Last edited: Jul 19, 2010
2. Jul 19, 2010

### jostpuur

If

$$H|E_n\rangle = E_n|E_n\rangle$$

and if $f:\mathbb{R}\to\mathbb{R}$ is some function, then the operator $f(H)$ is defined by using the eigenbasis of $H$, like this:

$$f(H)|E_n\rangle = f(E_n)|E_n\rangle$$

Then, if you think that the delta function is like any function, you can do this:

$$\delta(E - H)|E_n\rangle = \delta(E-E_n)|E_n\rangle$$

In order to understand better what's going on, you should take a closer look at how you got the $H$ inside the delta function in the first place.

3. Jul 19, 2010

### john0909

yes but then you get:

$$\sum_n \langle E_n\mid \delta(E-E_n) \mid E_n \rangle.$$

So how do you eliminate the bra and kets? $$\langle E_n| , |E_n\rangle$$

4. Jul 19, 2010

### jostpuur

If you think that the delta function is like any function, then $\delta(E - E_n)$ is a number, and it can be taken out from between the brackets, by bilinearity of the inner product.

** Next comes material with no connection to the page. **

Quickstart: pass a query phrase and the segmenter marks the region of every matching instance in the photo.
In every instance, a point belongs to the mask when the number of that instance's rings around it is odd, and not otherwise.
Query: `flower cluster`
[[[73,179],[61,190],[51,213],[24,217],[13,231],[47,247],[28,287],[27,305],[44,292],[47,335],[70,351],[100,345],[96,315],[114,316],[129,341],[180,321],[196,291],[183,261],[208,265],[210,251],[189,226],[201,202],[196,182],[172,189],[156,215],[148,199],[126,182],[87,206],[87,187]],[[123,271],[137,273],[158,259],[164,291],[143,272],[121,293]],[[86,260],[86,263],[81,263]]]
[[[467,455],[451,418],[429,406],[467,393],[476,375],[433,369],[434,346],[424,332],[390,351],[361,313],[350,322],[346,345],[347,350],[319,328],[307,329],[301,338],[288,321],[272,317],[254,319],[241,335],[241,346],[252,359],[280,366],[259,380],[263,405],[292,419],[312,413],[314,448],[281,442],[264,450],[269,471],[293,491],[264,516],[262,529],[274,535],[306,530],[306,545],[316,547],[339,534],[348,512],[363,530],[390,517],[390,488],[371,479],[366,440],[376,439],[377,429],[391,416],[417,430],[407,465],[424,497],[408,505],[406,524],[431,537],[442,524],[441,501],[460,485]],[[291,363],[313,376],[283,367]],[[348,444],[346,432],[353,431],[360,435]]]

$$\langle E_n|\delta(E - E_n)| E_n\rangle = \delta(E - E_n)\langle E_n| E_n\rangle$$

5. Jul 19, 2010

### john0909

But you didn't answer my question:

let me explain you my problem:

The density of states n(E) is defined as the trace of the spectral operator
$$\delta(E-\hat{H}), \newline n(E)\equiv Tr \delta(E-\hat{H}).$$

this expression is equal $$= \sum_n \langle E_n|\delta(E- \hat{H})| E_n\rangle.$$

My question is how do I get the final expression:$$\sum_n \delta(E-E_n)?$$
According to what you said above I get: $$\sum_n \delta(E - E_n) \langle E_n| E_n\rangle$$
BUT HOW DO I ELIMINATE THE BRA AND KETS?
Because finally I need to get $$\sum_n \delta(E-E_n)$$.

Last edited: Jul 19, 2010
6. Jul 19, 2010

### jostpuur

I just decided that I'm in a nasty mood, and I refuse to answer your final question, even though I know the answer. BUHAHAHahahahahh.....!!!! :rofl:

7. Jul 19, 2010

### Demystifier

What is $$\langle \psi | \psi \rangle$$ for any conventionally normalized state $$| \psi \rangle$$?